The Washington Post: here it's all politics, all the time (except for a cursory tale about a high-school football star benched for chest-bumping). They go big with the local story; that the GOP has reclaimed Virginia. They hit Obama twice - once with a story saying Democrats aren't doing the hard cost-cutting work on the health bill and another saying it's not 2008 any more and that he should watch out. They preface the latter with the caveat that you can't tell anything from off-year elections. Then proceed to conjecture anyway.

The LA Times: perhaps understandably for a newspaper thousands of miles away from most of the elections last night, devotes one corner to the GOP 'comeback' (my inverted commas), and gives the main splash to a story about the machinations over the choice of the new LA police chief. Warren Buffett's $34bn purchase of Burlington Northern Railroad is seen as a harbinger of recovery, and there's also a piece on peaceful protest in Palestine.

The New York Post: the Post never misses an opportunity to unleash Photoshop for a sporting event. And today is no different. Inside they cover the big three political stories - Corzine's loss in Jersey, Upstate going Democrat and Bloomberg's narrow win.

The Daily News: wins the stating-the-obvious award in pointing out that it is Bloomberg's last chance to deliver as mayor. As he's unlikely to roll back term limits again and run a fourth time, this seems somewhat obvious. It does ask the intriguing question, also posed elsewhere, of what might have happened if the Democratic machine had thrown its weight behind their official candidate, Bill Thompson.
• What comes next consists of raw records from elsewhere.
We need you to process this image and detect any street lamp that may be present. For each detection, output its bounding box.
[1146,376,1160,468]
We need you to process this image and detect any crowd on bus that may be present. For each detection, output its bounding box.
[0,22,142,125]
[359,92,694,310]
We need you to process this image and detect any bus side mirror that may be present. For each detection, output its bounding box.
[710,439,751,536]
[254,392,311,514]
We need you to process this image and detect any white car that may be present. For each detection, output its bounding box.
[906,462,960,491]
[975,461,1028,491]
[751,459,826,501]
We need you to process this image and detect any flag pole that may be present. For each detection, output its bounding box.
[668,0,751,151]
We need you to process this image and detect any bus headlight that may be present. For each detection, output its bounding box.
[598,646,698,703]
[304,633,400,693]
The Washington Times: It's always fun, when politics is big news, to see what the right-wing nutjobs have to say. The other Times says independents "fled" back into the arms of Republicans, saying it never meant anything and begging their forgiveness. Meanwhile those grass-roots (as in stoked by the conservative media) tea-partiers say they're now ready for 2010 after agitating for the upstate New York congressional race. That their guy lost. Also, environmental regulation is bad for business and the EPA is very naughty for pursuing unorthodox means to ensure it.

Aripaev: I do not speak Estonian and have no idea what this says. But this Talinn daily is laid out by legendary newspaper designer Jacek Utko, and highlights the fact that for some reason US broadsheets all have an aesthetic straight out of the 1890s. Utko thinks that good design can save newspapers. It's worth a try!